The officials agreed that collaboration with international partners beyond the G7 and co-operation with the private sector are essential for supply-chain resilience, Japan's Ministry of Foreign Affairs said.

The G7 Trade Ministers' meeting was held at the weekend in Japan's western city of Osaka.

The ministers agreed on "achieving inclusive and sustainable growth through efforts to build resilient supply chains and ... promoting further collaboration and co-operation with trusted public and private sector partners", the ministry said.

The agreement will help develop a multilateral trading system and build an inclusive society.

They also stressed the need for diversifying the supply of raw materials, including critical minerals for energy transition, with a focus on collaborating with the Global South.

Critical minerals are a key area where international co-operation is needed to ensure secure clean energy transition, G7 foreign ministers said in April during a meeting in Japan.

At the time, the ministers agreed to a joint plan for critical mineral security that the International Energy Agency will support, by producing medium and long-term outlooks for demand and supply to help inform decision-making, the Paris-based agency said.

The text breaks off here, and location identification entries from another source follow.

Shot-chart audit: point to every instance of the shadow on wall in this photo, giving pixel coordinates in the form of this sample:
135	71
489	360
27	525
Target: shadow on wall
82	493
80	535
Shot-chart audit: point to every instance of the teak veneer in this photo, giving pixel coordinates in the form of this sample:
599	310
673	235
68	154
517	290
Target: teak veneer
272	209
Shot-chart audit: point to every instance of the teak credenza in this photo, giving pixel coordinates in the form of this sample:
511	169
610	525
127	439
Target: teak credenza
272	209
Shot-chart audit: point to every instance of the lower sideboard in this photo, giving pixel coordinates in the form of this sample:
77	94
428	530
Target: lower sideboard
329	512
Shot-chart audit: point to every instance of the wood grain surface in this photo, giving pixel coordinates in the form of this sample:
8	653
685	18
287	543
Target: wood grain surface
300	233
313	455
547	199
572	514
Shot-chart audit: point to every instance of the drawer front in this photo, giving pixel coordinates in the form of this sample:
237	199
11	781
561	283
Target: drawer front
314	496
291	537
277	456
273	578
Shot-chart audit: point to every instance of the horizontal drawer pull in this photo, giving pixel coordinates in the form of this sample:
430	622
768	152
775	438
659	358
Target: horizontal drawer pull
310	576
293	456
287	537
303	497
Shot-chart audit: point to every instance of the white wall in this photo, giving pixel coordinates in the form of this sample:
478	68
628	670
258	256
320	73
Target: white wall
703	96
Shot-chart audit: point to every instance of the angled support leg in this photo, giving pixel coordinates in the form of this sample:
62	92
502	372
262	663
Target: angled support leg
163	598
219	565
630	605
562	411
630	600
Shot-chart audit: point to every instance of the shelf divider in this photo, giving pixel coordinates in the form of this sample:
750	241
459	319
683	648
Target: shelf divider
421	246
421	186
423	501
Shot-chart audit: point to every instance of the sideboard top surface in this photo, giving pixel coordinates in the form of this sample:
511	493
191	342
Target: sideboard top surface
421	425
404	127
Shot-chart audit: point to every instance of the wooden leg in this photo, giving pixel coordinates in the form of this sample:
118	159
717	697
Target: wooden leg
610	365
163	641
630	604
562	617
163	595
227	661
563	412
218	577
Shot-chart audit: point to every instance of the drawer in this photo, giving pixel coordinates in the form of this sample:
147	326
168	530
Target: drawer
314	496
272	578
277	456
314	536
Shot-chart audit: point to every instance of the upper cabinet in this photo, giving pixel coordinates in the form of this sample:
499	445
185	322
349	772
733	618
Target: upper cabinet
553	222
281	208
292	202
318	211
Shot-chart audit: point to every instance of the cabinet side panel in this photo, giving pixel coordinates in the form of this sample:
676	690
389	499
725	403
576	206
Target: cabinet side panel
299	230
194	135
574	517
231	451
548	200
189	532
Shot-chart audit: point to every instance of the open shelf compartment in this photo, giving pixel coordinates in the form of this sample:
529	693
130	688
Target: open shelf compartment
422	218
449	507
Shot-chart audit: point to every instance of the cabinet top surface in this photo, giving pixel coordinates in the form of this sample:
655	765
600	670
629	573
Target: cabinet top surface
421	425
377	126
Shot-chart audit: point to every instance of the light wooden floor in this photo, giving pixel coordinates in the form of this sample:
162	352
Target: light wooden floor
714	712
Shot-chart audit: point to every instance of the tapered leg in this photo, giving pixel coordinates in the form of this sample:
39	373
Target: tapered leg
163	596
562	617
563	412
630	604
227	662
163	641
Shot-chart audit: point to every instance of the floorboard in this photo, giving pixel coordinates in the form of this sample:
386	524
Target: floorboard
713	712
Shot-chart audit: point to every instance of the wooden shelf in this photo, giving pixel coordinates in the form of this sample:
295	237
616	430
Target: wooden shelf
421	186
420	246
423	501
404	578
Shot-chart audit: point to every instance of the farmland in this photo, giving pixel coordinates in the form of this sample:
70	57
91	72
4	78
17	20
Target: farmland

The G7 stressed the need at the time to prevent economic and security risks caused by vulnerable supply chains, monopolisation and lack of diversification among existing suppliers.

Demand for critical minerals — key elements in electric vehicle batteries, electronics and solar panels — is expected to rise sharply as the world shifts to cleaner technology to reduce carbon emissions.

However, global miners are facing significant headwinds from high energy prices, rising infrastructure costs and supply-chain disruptions.

Industry participants are also concerned about the growing reliance on a few countries for strategic raw materials.

The Democratic Republic of the Congo and China were responsible for about 70 per cent and 60 per cent of global production of cobalt and rare earth elements, respectively, in 2019, the IEA said.

Latin America accounts for 40 per cent of global copper production, led by Chile, Peru and Mexico, it said in a report last week.

The region, which supplies 35 per cent of the world's lithium, also holds more than half of global lithium reserves, mainly located in Argentina and Chile.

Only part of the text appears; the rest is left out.